Purwaceng mengandung berbagai senyawa metabolit sekunder, di antaranya flavonoid, alkaloid, saponin, tanin, terpenoid, steroid, senyawa fenolik, serta minyak asiri. Tanaman ini juga mengandung sterol, seperti stigmasterol dan β-sitosterol, serta senyawa golongan kumarin yang berperan dalam berbagai aktivitas biologis. Kandungan senyawa tersebut mendukung pemanfaatan purwaceng sebagai salah satu tanaman herbal yang memiliki potensi bagi kesehatan (Widodo 2012).

Khasiat

Purwaceng dikenal sebagai tanaman herbal yang bermanfaat untuk membantu menjaga kebugaran tubuh dan meningkatkan stamina. Tanaman ini juga sering dimanfaatkan untuk membantu memelihara vitalitas serta mendukung kesehatan tubuh secara umum. Selain itu, kandungan senyawa aktif di dalam purwaceng berperan sebagai antioksidan yang membantu melindungi tubuh dari kerusakan akibat radikal bebas. Beberapa penelitian juga menunjukkan bahwa purwaceng memiliki potensi sebagai antiinflamasi, antibakteri, serta membantu menjaga kesehatan sistem reproduksi pria.

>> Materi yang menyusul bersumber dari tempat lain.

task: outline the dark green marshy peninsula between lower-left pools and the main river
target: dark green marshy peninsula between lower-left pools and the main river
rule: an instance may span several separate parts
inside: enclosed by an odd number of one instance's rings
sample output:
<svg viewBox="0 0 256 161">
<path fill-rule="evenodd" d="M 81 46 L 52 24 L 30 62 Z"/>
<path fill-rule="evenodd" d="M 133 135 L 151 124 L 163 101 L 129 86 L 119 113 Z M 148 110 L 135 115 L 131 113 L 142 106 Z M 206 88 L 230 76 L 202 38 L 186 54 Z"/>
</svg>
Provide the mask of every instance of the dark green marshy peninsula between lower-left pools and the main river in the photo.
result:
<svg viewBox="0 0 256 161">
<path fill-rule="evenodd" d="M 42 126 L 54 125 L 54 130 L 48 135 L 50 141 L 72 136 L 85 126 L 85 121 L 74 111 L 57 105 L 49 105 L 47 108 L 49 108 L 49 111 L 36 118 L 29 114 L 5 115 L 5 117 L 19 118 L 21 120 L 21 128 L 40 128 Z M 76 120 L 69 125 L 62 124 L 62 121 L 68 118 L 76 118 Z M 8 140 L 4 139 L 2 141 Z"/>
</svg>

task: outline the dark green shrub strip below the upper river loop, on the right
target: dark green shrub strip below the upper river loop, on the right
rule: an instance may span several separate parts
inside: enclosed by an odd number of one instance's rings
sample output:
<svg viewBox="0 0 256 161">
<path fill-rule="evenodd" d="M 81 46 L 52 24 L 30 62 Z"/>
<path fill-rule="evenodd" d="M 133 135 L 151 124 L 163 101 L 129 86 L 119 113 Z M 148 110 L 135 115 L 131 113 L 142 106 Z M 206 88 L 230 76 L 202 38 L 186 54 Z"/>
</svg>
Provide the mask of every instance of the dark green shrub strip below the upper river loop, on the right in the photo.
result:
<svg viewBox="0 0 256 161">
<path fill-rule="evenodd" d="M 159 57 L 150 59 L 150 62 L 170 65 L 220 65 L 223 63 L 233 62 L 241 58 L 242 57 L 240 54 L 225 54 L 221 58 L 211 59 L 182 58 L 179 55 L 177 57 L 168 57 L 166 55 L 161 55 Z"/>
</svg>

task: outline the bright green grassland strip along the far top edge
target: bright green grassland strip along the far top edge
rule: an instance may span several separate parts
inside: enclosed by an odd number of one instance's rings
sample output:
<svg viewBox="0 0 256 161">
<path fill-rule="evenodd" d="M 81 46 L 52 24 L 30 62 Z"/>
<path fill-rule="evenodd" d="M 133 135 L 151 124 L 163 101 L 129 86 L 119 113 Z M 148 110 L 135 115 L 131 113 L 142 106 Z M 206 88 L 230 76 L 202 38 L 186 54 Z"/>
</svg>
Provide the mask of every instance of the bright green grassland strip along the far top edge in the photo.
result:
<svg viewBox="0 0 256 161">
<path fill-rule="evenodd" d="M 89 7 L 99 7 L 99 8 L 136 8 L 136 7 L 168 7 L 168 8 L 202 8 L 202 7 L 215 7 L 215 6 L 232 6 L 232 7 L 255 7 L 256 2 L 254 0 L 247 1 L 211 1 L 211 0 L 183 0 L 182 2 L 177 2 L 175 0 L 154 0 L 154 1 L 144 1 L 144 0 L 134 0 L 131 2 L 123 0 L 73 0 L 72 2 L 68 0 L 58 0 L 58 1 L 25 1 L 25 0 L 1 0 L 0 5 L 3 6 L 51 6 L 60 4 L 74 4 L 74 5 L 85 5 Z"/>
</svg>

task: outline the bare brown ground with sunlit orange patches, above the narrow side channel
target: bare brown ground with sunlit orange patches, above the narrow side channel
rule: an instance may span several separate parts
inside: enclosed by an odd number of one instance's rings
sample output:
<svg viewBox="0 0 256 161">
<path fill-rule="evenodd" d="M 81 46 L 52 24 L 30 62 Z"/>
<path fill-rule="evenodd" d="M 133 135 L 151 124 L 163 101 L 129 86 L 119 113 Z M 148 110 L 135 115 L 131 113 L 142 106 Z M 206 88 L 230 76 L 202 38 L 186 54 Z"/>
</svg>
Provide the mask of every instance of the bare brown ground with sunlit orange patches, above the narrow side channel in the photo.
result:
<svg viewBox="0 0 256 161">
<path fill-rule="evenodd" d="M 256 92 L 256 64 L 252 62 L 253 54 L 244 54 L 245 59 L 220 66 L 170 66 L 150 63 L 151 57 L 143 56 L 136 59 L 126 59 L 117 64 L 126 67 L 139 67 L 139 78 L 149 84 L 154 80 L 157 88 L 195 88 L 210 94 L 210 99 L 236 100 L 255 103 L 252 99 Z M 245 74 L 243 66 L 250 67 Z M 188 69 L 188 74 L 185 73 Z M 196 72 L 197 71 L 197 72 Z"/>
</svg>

Beragam manfaat tersebut berkaitan dengan kandungan flavonoid, senyawa fenolik, sterol, dan senyawa bioaktif lainnya yang terdapat pada tanaman purwaceng (Widodo 2012; Rusmin 2017).

Cara Pengolahan

Purwaceng umumnya dimanfaatkan dalam bentuk simplisia, serbuk, teh herbal, maupun ekstrak. Tanaman yang telah dipanen dicuci hingga bersih, kemudian dikeringkan menggunakan oven pada suhu sekitar 40–50°C atau dijemur di tempat yang teduh hingga kadar airnya rendah. Setelah kering, seluruh bagian tanaman dapat digiling menjadi serbuk dan disimpan dalam wadah tertutup agar kualitasnya tetap terjaga. Serbuk tersebut dapat diseduh sebagai minuman herbal atau digunakan sebagai bahan baku dalam pembuatan produk herbal lainnya (Widodo 2012; Rusmin 2017).

Daftar Pustaka

Rusmin D. 2017. Pengembangan Budidaya Purwoceng (Pimpinella pruatjan Molk.) sebagai Tanaman Obat. Perspektif. 16(2):80–93. Widodo H. 2012. Standarisasi Tanaman Purwoceng (Pimpinella pruatjan Molk.) sebagai Bahan Baku Obat Afrodisiaka (Karakterisasi Genetik dan Kajian Teknik Budidaya Tanaman Purwoceng). Balai Besar Penelitian dan Pengembangan Tanaman Obat dan Obat Tradisional, Kementerian Kesehatan RI.